# JCSP Paper - Overview of Precision Strike Capability for CP-140M and CC-130J



## dimsum (16 May 2017)

Not sure if this is just DWAN, but one of the JCSP papers is out on the Air Force site.  



> The aim of this article is to provide an overview of possible options for the addition of a precision
> strike capability to either the Royal Canadian Air Force (RCAF) CP140 Aurora or CC130J
> Hercules airframe.

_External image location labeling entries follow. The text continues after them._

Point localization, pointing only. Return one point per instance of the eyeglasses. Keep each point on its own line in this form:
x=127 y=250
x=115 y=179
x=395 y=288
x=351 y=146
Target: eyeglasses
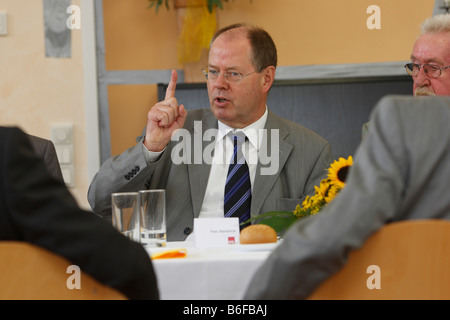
x=430 y=70
x=232 y=76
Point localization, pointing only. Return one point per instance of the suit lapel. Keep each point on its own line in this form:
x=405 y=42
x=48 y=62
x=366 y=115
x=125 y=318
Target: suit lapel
x=264 y=183
x=198 y=170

This article discusses the operating environment that such a strike capability
> could be employed in, the capabilities that should be considered for a project, the potential of the
> ...



http://w08-ttn-vmweb01/CFAWC/en/elibrary/journal/2017-vol6/iss1-winter/contents/05-overview-of-precision-strike-capability-for-cp140-and-cc130j.pdf


----------



## dapaterson (16 May 2017)

There's already a precision strike capability for the CC-130J: 3 RCR, 3 PPCLI, and 3 R22eR.   >


----------



## dimsum (16 May 2017)

dapaterson said:
			
		

> There's already a precision strike capability for the CC-130J: 3 RCR, 3 PPCLI, and 3 R22eR.   >



Well played, good sir.


----------



## medicineman (16 May 2017)

dapaterson said:
			
		

> There's already a precision strike capability for the CC-130J: 3 RCR, 3 PPCLI, and 3 R22eR.   >



As long as the navs can get them onto the DZ... ;D

MM


----------



## Loachman (16 May 2017)

Like the Chalk River garbage dump?

Or maybe the Deep River garbage dump.

It was a while ago, when I was a very active Friday at the Mess participant. Memories are a bit hazy.


----------



## dapaterson (16 May 2017)

medicineman said:
			
		

> As long as the navs can get them onto the DZ... ;D
> 
> MM



Isn't a Nav just the person who can figure out how to operate the GPS?


----------



## OldSolduer (16 May 2017)

I can hear the howls of outrage from the left.........


----------



## medicineman (16 May 2017)

Loachman said:
			
		

> Like the Chalk River garbage dump?
> 
> Or maybe the Deep River garbage dump.
> 
> It was a while ago, when I was a very active Friday at the Mess participant. Memories are a bit hazy.



Words to that effect...

MM


----------



## MilEME09 (17 May 2017)

dapaterson said:
			
		

> There's already a precision strike capability for the CC-130J: 3 RCR, 3 PPCLI, and 3 R22eR.   >



Well I have seen some Warrants that could qualify as a 250 lbs dumb bomb >


----------



## dimsum (17 May 2017)

dapaterson said:
			
		

> Isn't a Nav just the person who can figure out how to operate the GPS?



Yes - part of why it's called ACSO now.   :nod:


----------



## Fabius (17 May 2017)

My take away from the paper is that we have actively reduced the capability of the CP140 by not including the hardpoints or wiring in the new wings being installed.  My understanding is that these items were previously on the aircraft as part of a baseline P3 package, so in effect we are deliberately reducing our flexibility.
Assuming my understanding is correct, I find it sad that we are not procuring munitions that would allow us to maximise our limited airframes in support of naval and land forces across the spectrum.  In terms of the CP-140, not having the ability to fire any of the latest standoff land attack or naval strike missiles and/or drop the latest PGM bombs seems utterly ridiculous.


----------



## Sub_Guy (17 May 2017)

Didn't we pay to remove the laser designator from the EO turret?


----------



## Good2Golf (17 May 2017)

Dimsum said:
			
		

> Yes - part of why it's called ACSO now.   :nod:



...and why they were eliminated from the CC-130J crew complement. :nod:

Regards
G2G


----------



## OldSolduer (17 May 2017)

Hamish Seggie said:
			
		

> I can hear the howls of outrage from the left.........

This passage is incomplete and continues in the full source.